The Best Sermon I’ve Ever Heard (12)
By Arron Chambers
Averie Blackmore is studying worship leadership and humanities at Milligan College. She has had the honor of leading a women’s small group and helping start a young adult worship service at her home church in Johnson City, Tennessee. She is an intern in the worship arts department at Mountain Christian Church, Joppa, Maryland.
Averie’s Best Sermon: The best sermon series on emotions is by Steve and Holly Furtick of Elevation Church in Charlotte, North Carolina. It is available at http://bit.ly/1pHcUEF.
Why Averie likes this sermon: “I have always heard sermons that talk about emotions, but I have never heard a sermon series ON emotions. Steve and Holly Furtick speak to all ages on owning your emotions, handling high-pressure situations, self-assessing your level of happiness, and beating emotional burnout. This sermon series spoke to my confusion of how to embrace my emotions as a gift from God, but not to let them control me.”
Nathan Cachiaras is a senior at Milligan College, majoring in Bible with an emphasis in pastoral ministries and minors in Greek, history, and humanities. He desires to enter an MDiv program to continue his spiritual formation and pastoral preparation. He intends to eventually serve full time in the church.
Nathan’s Best Sermon: The best sermon on the Christian response to tragic events is by Tim Ross of Hopwood Christian Church in Elizabethton, Tennessee. The sermon transcript is available at http://bit.ly/1SfUVhy.
Why Nathan likes this sermon: “Tim Ross reminds us of the ways in which the Eucharist, our central act of worship, must inform our actions in a world that feels so often like it is coming apart at the seams. Delivered at a weekly ecumenical gathering of Christians from all over the Tri-Cities region, Tim’s message, although just a short homily, is a prophetic and powerful word to all of us in the church who have ever wondered on what grounds we might begin to approach the deep brokenness of our world. Indeed, the Communion meal, which we too often take for granted, teaches us profound truths about the realities the gospel brings to bear upon our own lives, politics, and Facebook posts.”
Zach Maclellan is a 23-year-old Milligan College graduate with a degree in biblical studies. He is now in his second year of an MDiv program at Emmanuel Christian Seminary. He hopes to serve as pastor of a congregation one day.
Zach’s Best Sermon: The best sermon on homosexuality, “Are Christians Anti-Gay,” was by Ben Cachiaras (Nathan Cacharias’s father) and is available at http://apple.co/1XKsDNz.

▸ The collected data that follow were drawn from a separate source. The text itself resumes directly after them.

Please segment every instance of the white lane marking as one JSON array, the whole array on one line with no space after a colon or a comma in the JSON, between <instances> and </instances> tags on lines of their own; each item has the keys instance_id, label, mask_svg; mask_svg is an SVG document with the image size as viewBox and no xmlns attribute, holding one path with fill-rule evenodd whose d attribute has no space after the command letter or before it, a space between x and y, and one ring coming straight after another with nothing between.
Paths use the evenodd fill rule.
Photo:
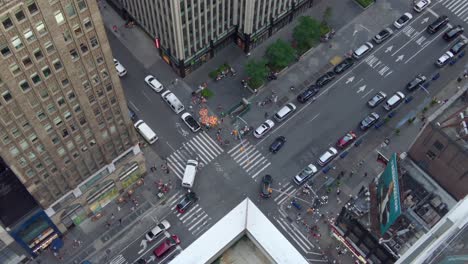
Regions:
<instances>
[{"instance_id":1,"label":"white lane marking","mask_svg":"<svg viewBox=\"0 0 468 264\"><path fill-rule=\"evenodd\" d=\"M180 199L182 199L183 196L185 196L184 193L182 193L181 195L176 197L173 201L171 201L171 203L169 204L169 207L172 207L173 205L175 205L178 201L180 201ZM174 195L174 197L175 197L175 195Z\"/></svg>"},{"instance_id":2,"label":"white lane marking","mask_svg":"<svg viewBox=\"0 0 468 264\"><path fill-rule=\"evenodd\" d=\"M372 91L374 91L374 88L370 89L367 93L365 93L361 98L364 99L364 97L368 96Z\"/></svg>"},{"instance_id":3,"label":"white lane marking","mask_svg":"<svg viewBox=\"0 0 468 264\"><path fill-rule=\"evenodd\" d=\"M255 173L254 175L252 175L252 179L254 179L255 177L257 177L260 172L262 172L264 169L266 169L268 166L271 165L271 162L268 162L268 164L266 164L265 166L263 166L263 168L261 168L259 171L257 171L257 173Z\"/></svg>"},{"instance_id":4,"label":"white lane marking","mask_svg":"<svg viewBox=\"0 0 468 264\"><path fill-rule=\"evenodd\" d=\"M169 142L166 141L166 144L172 149L172 151L176 151L175 148L173 148L171 144L169 144Z\"/></svg>"},{"instance_id":5,"label":"white lane marking","mask_svg":"<svg viewBox=\"0 0 468 264\"><path fill-rule=\"evenodd\" d=\"M200 140L200 144L202 144L203 146L206 147L206 149L208 150L206 153L207 154L210 154L210 156L213 156L213 159L216 158L219 153L217 153L214 149L213 149L213 146L210 145L206 139L204 139L204 137L198 137L198 140Z\"/></svg>"},{"instance_id":6,"label":"white lane marking","mask_svg":"<svg viewBox=\"0 0 468 264\"><path fill-rule=\"evenodd\" d=\"M286 187L286 186L285 186ZM291 189L291 188L294 188L293 185L289 185L288 188L286 188L280 195L278 195L277 197L275 197L275 199L273 199L275 202L278 201L281 197L283 197L283 195L286 195L286 193Z\"/></svg>"},{"instance_id":7,"label":"white lane marking","mask_svg":"<svg viewBox=\"0 0 468 264\"><path fill-rule=\"evenodd\" d=\"M213 157L210 156L210 154L208 153L208 151L207 151L207 150L205 149L205 147L201 144L201 142L198 141L197 138L193 138L192 140L190 140L190 142L191 142L193 145L195 145L195 146L198 147L198 150L200 150L200 153L203 154L203 155L206 157L206 159L207 159L208 161L210 161L210 160L213 159Z\"/></svg>"},{"instance_id":8,"label":"white lane marking","mask_svg":"<svg viewBox=\"0 0 468 264\"><path fill-rule=\"evenodd\" d=\"M202 208L201 208L201 207L198 207L196 211L194 211L194 210L190 211L191 214L190 214L188 217L186 217L186 218L182 221L182 223L187 222L187 221L190 220L192 217L193 217L193 219L197 219L198 216L201 215L201 213L198 214L198 212L200 212L201 210L202 210ZM184 216L185 216L185 215L184 215ZM182 220L182 219L181 219L181 220Z\"/></svg>"},{"instance_id":9,"label":"white lane marking","mask_svg":"<svg viewBox=\"0 0 468 264\"><path fill-rule=\"evenodd\" d=\"M299 189L293 189L290 193L286 194L284 198L281 199L281 201L278 201L278 204L281 205L282 203L286 202L286 200L293 197L298 190Z\"/></svg>"},{"instance_id":10,"label":"white lane marking","mask_svg":"<svg viewBox=\"0 0 468 264\"><path fill-rule=\"evenodd\" d=\"M247 148L244 148L243 150L239 151L239 153L236 153L236 156L231 156L235 162L241 163L245 158L248 158L249 155L251 155L252 152L257 152L255 147L253 145L248 145Z\"/></svg>"},{"instance_id":11,"label":"white lane marking","mask_svg":"<svg viewBox=\"0 0 468 264\"><path fill-rule=\"evenodd\" d=\"M423 29L419 32L417 32L416 34L413 35L413 37L411 37L405 44L403 44L399 49L397 49L395 52L392 53L392 57L395 56L395 54L397 54L400 50L402 50L404 47L406 47L406 45L412 43L414 41L415 38L417 38L419 35L421 35L423 32L425 32L426 29Z\"/></svg>"},{"instance_id":12,"label":"white lane marking","mask_svg":"<svg viewBox=\"0 0 468 264\"><path fill-rule=\"evenodd\" d=\"M140 112L140 109L138 109L138 107L136 107L136 105L132 102L132 101L128 101L129 104L132 105L132 108L137 110L138 112Z\"/></svg>"},{"instance_id":13,"label":"white lane marking","mask_svg":"<svg viewBox=\"0 0 468 264\"><path fill-rule=\"evenodd\" d=\"M177 217L180 219L180 221L182 221L182 220L184 220L184 218L187 218L188 216L190 216L191 214L193 214L193 212L195 212L195 210L196 210L197 208L199 208L199 207L200 207L200 205L199 205L199 204L196 204L194 207L191 208L190 211L183 213L183 215L182 215L182 213L178 213L178 214L177 214Z\"/></svg>"},{"instance_id":14,"label":"white lane marking","mask_svg":"<svg viewBox=\"0 0 468 264\"><path fill-rule=\"evenodd\" d=\"M208 161L205 160L205 157L202 156L202 155L197 151L197 149L195 148L196 146L192 146L192 144L193 144L193 143L191 143L191 142L189 141L189 142L184 142L182 145L191 148L191 149L193 150L193 152L195 152L195 154L203 161L203 163L208 164Z\"/></svg>"},{"instance_id":15,"label":"white lane marking","mask_svg":"<svg viewBox=\"0 0 468 264\"><path fill-rule=\"evenodd\" d=\"M468 8L465 8L468 6L468 2L465 1L465 4L460 8L458 9L456 12L455 12L455 15L457 16L461 16L462 14L464 14L466 11L468 11ZM461 12L460 12L461 11Z\"/></svg>"},{"instance_id":16,"label":"white lane marking","mask_svg":"<svg viewBox=\"0 0 468 264\"><path fill-rule=\"evenodd\" d=\"M314 121L319 115L320 115L320 113L316 114L314 117L312 117L311 120L307 121L306 124L309 124L309 123L311 123L312 121Z\"/></svg>"},{"instance_id":17,"label":"white lane marking","mask_svg":"<svg viewBox=\"0 0 468 264\"><path fill-rule=\"evenodd\" d=\"M244 169L245 169L245 171L246 171L247 173L249 173L252 169L254 169L258 164L260 164L260 163L261 163L261 164L264 164L265 162L268 161L268 160L267 160L265 157L263 157L263 156L258 156L258 157L261 157L261 159L255 161L255 160L257 159L257 158L255 158L254 160L252 160L252 161L249 163L250 165L247 165L247 166L244 167ZM255 161L255 163L253 163L254 161Z\"/></svg>"},{"instance_id":18,"label":"white lane marking","mask_svg":"<svg viewBox=\"0 0 468 264\"><path fill-rule=\"evenodd\" d=\"M284 229L284 231L288 230L287 224L283 225L283 223L281 223L278 219L275 219L275 220ZM307 250L302 246L302 244L296 239L295 236L292 236L291 233L289 232L287 234L289 234L289 237L291 237L294 240L294 242L296 242L296 244L302 249L303 252L307 252Z\"/></svg>"},{"instance_id":19,"label":"white lane marking","mask_svg":"<svg viewBox=\"0 0 468 264\"><path fill-rule=\"evenodd\" d=\"M310 241L309 241L307 238L305 238L305 237L301 234L301 232L300 232L299 230L297 230L297 228L295 228L294 223L291 223L291 224L288 225L288 223L286 222L285 219L280 218L279 220L282 221L283 224L287 225L287 227L289 227L288 229L291 231L291 233L289 233L289 234L290 234L290 235L294 234L294 236L295 236L299 241L302 242L302 245L304 245L304 246L307 248L307 252L308 252L309 250L311 250L311 248L314 248L314 246L313 246L312 244L310 244ZM299 236L299 235L300 235L300 236ZM304 241L304 240L305 240L305 241Z\"/></svg>"},{"instance_id":20,"label":"white lane marking","mask_svg":"<svg viewBox=\"0 0 468 264\"><path fill-rule=\"evenodd\" d=\"M194 227L196 227L201 221L203 221L203 219L207 218L208 215L205 214L202 218L200 218L197 222L195 222L189 229L188 231L191 231Z\"/></svg>"},{"instance_id":21,"label":"white lane marking","mask_svg":"<svg viewBox=\"0 0 468 264\"><path fill-rule=\"evenodd\" d=\"M423 50L424 50L427 46L429 46L429 44L431 44L434 40L439 39L439 36L440 36L441 34L443 34L444 32L445 32L445 30L444 30L444 31L441 30L440 33L437 34L437 36L436 36L435 38L433 38L432 40L430 40L430 41L424 43L424 45L423 45L421 48L419 48L418 51L416 51L416 53L413 54L413 56L409 57L409 58L405 61L405 64L408 63L411 59L413 59L416 55L418 55L419 52L423 51Z\"/></svg>"},{"instance_id":22,"label":"white lane marking","mask_svg":"<svg viewBox=\"0 0 468 264\"><path fill-rule=\"evenodd\" d=\"M141 91L141 93L145 96L146 99L148 99L148 101L152 102L150 97L145 93L145 91Z\"/></svg>"},{"instance_id":23,"label":"white lane marking","mask_svg":"<svg viewBox=\"0 0 468 264\"><path fill-rule=\"evenodd\" d=\"M239 163L239 165L240 165L242 168L247 169L249 166L252 165L252 163L253 163L256 159L258 159L258 158L260 158L260 157L263 158L262 154L260 154L260 152L258 152L258 151L255 151L255 155L252 155L252 156L250 156L249 159L246 159L246 160L244 160L244 161L242 161L242 162L238 162L238 163Z\"/></svg>"},{"instance_id":24,"label":"white lane marking","mask_svg":"<svg viewBox=\"0 0 468 264\"><path fill-rule=\"evenodd\" d=\"M231 154L231 152L233 152L234 150L236 150L237 147L239 147L240 145L242 145L242 143L244 143L244 142L242 142L242 141L243 141L243 139L241 139L241 142L240 142L239 144L235 145L232 149L228 150L227 153L228 153L228 154ZM244 140L244 141L245 141L245 140Z\"/></svg>"},{"instance_id":25,"label":"white lane marking","mask_svg":"<svg viewBox=\"0 0 468 264\"><path fill-rule=\"evenodd\" d=\"M218 145L218 143L216 143L205 131L203 131L201 135L205 137L209 142L211 142L211 145L213 145L219 151L220 154L224 152L224 149L221 148Z\"/></svg>"}]
</instances>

Why Zach likes this sermon: “Ben tackles the difficult issue boldly and effectively, while not worrying about criticism he might get. He uses a ton full of compassion that is extremely important when discussing a difficult issue. He uses . . . real and authentic [stories] to communicate the struggle between homosexuality and the church. And most importantly, he gathers himself to communicate a view of homosexuality that is lathered in love. This should be heard by all believers who are struggling with what to think about homosexuality. ”
Ben Carpenter is an MDiv student at Emmanuel Christian Seminary; his goal is to work at a campus ministry. He grew up in Mexico City, Mexico, where his parents, Steve and Kay, served as CMFI missionaries. He graduated from Milligan College in 2014 with a degree in pastoral ministries. While in college, he served as an intern at Mountain Christian Church in Maryland, and First Christian Church in Johnson City, and also as a summer intern with CMFI in Salamanca, Spain. He currently serves with an international campus ministry called World Café that ministers to students at East Tennessee State University.
Ben’s Best Sermon: The best sermon on living life on mission was by Luke Erikson, Edgewood campus pastor with Mountain Christian Church. The sermon can be viewed at http://media.mountaincc.org/4121/4122/16879.
Why Ben likes this sermon: “In his sermon, Luke demonstrates how Jesus loved the outsider. He reminds us that we must remember the stories of how Jesus loved the outsider because if we do not, we will be in danger of losing our identities in Christ. It is easy to get caught up in living our day-to-day lives and forgetting about the overarching mission of Christ. The mission of Christ is to love, and so we must love if we are to live that mission. Luke urges us to carry out the mission of Christ by being in relationship with those who are outsiders and showing them love.”
Arron Chambers, a CHRISTIAN STANDARD contributing editor, serves as lead minister with Journey Christian Church, Greeley, Colorado.